The Circumstances and Challenges
The organization was in the final phase of a due diligence process to complete the sale/purchase of its urgent care clinic network, with over 55 locations. During this process a third-party independent HIPAA Risk Analysis was required, addressing the security rule and privacy and breach rule, as well as reviewing policies and procedures and related information security manuals.
The Selection of a Consulting Firm
An unusual level of sensitivity and confidentiality was requested, resulting in the clinic network’s legal counsel making the consulting arrangements with The Fox Group, LLC. As part of the HIPAA risk analysis, staff members were interviewed, consultants visited several of the locations of the clinics, policy and procedure manuals were assessed, and gaps were identified in the documentation and activities compared to HIPAA privacy and security rule requirements.
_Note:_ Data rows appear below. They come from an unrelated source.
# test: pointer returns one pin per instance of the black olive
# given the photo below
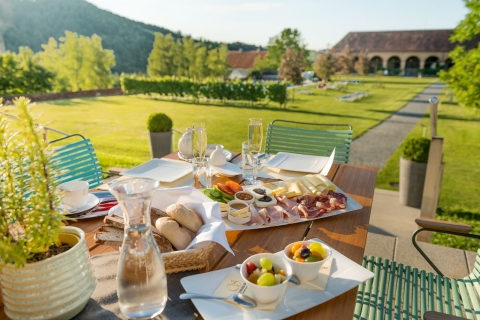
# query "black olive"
(259, 191)
(265, 199)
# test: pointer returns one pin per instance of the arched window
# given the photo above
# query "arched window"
(432, 63)
(393, 63)
(411, 67)
(375, 64)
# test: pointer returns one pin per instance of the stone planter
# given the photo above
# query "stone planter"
(160, 143)
(54, 288)
(412, 179)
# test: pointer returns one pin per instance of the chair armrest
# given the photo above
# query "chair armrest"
(116, 170)
(443, 225)
(434, 315)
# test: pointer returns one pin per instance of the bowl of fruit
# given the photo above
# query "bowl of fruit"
(266, 276)
(306, 258)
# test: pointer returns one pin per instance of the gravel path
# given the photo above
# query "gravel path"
(378, 144)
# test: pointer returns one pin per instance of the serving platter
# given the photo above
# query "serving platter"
(345, 275)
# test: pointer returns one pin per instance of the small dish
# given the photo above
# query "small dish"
(245, 195)
(306, 271)
(266, 294)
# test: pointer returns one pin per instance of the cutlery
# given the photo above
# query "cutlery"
(237, 298)
(293, 280)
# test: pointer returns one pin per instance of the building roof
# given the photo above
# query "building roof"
(244, 60)
(414, 41)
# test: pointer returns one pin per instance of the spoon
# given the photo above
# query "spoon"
(293, 279)
(237, 298)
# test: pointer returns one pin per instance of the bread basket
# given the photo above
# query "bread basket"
(185, 260)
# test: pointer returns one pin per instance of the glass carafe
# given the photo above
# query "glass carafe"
(141, 277)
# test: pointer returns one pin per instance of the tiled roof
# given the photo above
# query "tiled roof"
(414, 41)
(245, 59)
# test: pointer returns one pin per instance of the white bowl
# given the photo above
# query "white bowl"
(245, 192)
(238, 220)
(306, 271)
(264, 294)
The Solution, Outcome, and ROI
The Fox Group, LLC initially provided a custom designed risk assessment checklist for the client to identify details of the system and collect available documentation. Through the interview process with significant stakeholders, and the on-site visit to various facilities, the existing regulatory compliance was assessed.
Some of the work plan details included performance of a HIPAA/HITECH risk analysis covering the HIPAA Security Rule and HIPAA Privacy/Breach Rule, and assessing current policies and practices. In addition, The Fox Group, LLC assessed the staff’s understanding of HIPAA and knowledge of current policies and practices.
Based on the observations, and the documentation reviewed, a report was provided, identifying actionable steps the client could take to come into compliance with the requirements of the HIPAA Privacy/Breach and Security Rules.
Significant findings were identified for correction, which was critical to be in compliance with regulatory agencies. The outcome minimizes the possibility of expensive fines and fees being assessed. An excellent Return on this Investment (ROI)!
The materials provided will also assist in the sustainability of HIPAA compliance throughout this Urgent Care Center network of clinics for the new owners.